20 million Nigerians to Get Health Insurance Cover by 2030
By Adedapo Adesanya
Twenty million Nigerians have been targeted to be brought under health insurance nationwide over the course of 10 years, says the National Health Insurance Scheme (NHIS).
At a ceremony to mark the kick-off of enrolment of beneficiaries in Jigawa State, the Executive Secretary of the NHIS, Mr Mohammed Sambo, noted that the Basic Health Care Provision Fund BHCPF was part of the overall effort to achieve Universal Health Coverage (UHC) by 2030.
The NHIS chief was quoted in a statement issued by Mr Emmanuel Ononokpono, the NHIS Head of Media and Public Relations, as saying that through the programme, the most vulnerable of the most populous African country will have access to affordable minimum health care.
He said that the BHCPF which is provided for in section 11 of the National Health Act of 2014 guarantees the application of 1 per cent of Consolidated Revenue Fund (CRF) for funding of primary health care.
According to Mr Sambo, the commencement of enrolment of beneficiaries under the BHCPF is a strong indication of the commitment of the President Muhammadu Buhari administration towards health, noting that the implementation of the National Health Act, signed into law in 2014, only began under the watch of the current administration in 2019.

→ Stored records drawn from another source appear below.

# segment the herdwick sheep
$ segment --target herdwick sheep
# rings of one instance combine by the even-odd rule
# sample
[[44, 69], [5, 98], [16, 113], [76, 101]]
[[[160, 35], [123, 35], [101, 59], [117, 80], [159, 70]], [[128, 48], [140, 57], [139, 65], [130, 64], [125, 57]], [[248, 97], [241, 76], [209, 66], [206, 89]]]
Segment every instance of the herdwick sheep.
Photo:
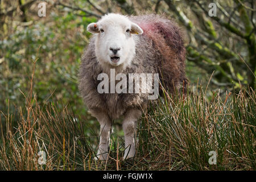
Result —
[[[185, 90], [185, 49], [180, 28], [158, 15], [127, 16], [110, 13], [89, 24], [87, 31], [93, 36], [82, 56], [79, 88], [89, 111], [100, 124], [97, 158], [107, 159], [112, 122], [121, 117], [123, 119], [126, 148], [123, 159], [133, 158], [137, 121], [146, 109], [152, 92], [142, 93], [141, 88], [139, 93], [102, 93], [98, 90], [99, 84], [105, 76], [113, 77], [110, 75], [113, 72], [122, 73], [122, 76], [114, 81], [107, 80], [104, 89], [108, 90], [109, 85], [111, 89], [113, 82], [114, 85], [118, 81], [122, 89], [127, 89], [130, 85], [126, 85], [128, 81], [123, 76], [130, 73], [159, 73], [161, 85], [171, 93], [180, 86]], [[134, 81], [134, 85], [142, 80]], [[143, 85], [151, 85], [147, 82]]]

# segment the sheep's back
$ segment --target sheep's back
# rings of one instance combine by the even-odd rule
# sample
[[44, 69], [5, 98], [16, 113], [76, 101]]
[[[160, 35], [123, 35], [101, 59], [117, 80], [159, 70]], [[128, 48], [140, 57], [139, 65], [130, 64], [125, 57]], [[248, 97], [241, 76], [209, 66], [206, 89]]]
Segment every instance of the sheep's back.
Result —
[[185, 90], [185, 49], [180, 28], [174, 21], [158, 15], [131, 16], [130, 20], [142, 28], [142, 36], [153, 42], [162, 84], [171, 92], [182, 85]]

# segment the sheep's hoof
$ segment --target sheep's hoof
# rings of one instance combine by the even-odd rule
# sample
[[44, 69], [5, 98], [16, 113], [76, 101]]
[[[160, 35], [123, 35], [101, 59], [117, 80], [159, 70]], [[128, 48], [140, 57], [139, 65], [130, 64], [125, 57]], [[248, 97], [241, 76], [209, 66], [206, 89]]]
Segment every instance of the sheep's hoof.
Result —
[[128, 155], [127, 156], [126, 155], [125, 155], [123, 157], [123, 160], [133, 159], [133, 158], [134, 158], [134, 155]]
[[106, 160], [108, 158], [108, 154], [98, 154], [94, 157], [96, 160]]

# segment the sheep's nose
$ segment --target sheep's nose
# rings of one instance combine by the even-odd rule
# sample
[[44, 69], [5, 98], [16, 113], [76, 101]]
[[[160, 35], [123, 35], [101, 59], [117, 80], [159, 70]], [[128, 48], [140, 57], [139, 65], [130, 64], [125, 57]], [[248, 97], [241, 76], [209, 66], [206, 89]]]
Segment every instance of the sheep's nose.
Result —
[[121, 49], [119, 48], [117, 48], [117, 49], [114, 49], [113, 48], [110, 48], [109, 49], [110, 51], [112, 51], [114, 53], [114, 54], [116, 54], [117, 51], [119, 51]]

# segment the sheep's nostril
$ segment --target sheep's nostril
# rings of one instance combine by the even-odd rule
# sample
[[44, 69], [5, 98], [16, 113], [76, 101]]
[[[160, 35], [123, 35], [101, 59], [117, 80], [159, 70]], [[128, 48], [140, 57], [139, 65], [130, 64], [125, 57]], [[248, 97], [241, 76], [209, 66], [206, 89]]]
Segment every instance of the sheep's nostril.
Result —
[[119, 48], [117, 49], [113, 49], [112, 48], [110, 48], [109, 49], [112, 51], [114, 53], [114, 54], [116, 54], [117, 53], [117, 51], [119, 51], [121, 48]]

The NHIS head further disclosed that the scheme, which is one of the implementing agencies of the fund, was now properly positioned and equipped to provide effective oversight of the programme guided by the ongoing reforms of its operations.
On his part, the Governor of Jigawa State, Mr Mohammed Abubakar, who was represented by his deputy, Mr Umar Namadi, said that the launch was an important milestone in the pursuit of quality health care for citizens of the state, maintaining that the state government was committed to raising the health indices of its population.
Mr Namadi stated that the Jigawa State government has granted sponsorship to 60 citizens of the state to study medicine in China to bridge the human resource gap in the health care delivery system of the state, adding that the second batch of trainees was waiting in line to benefit from the medical course.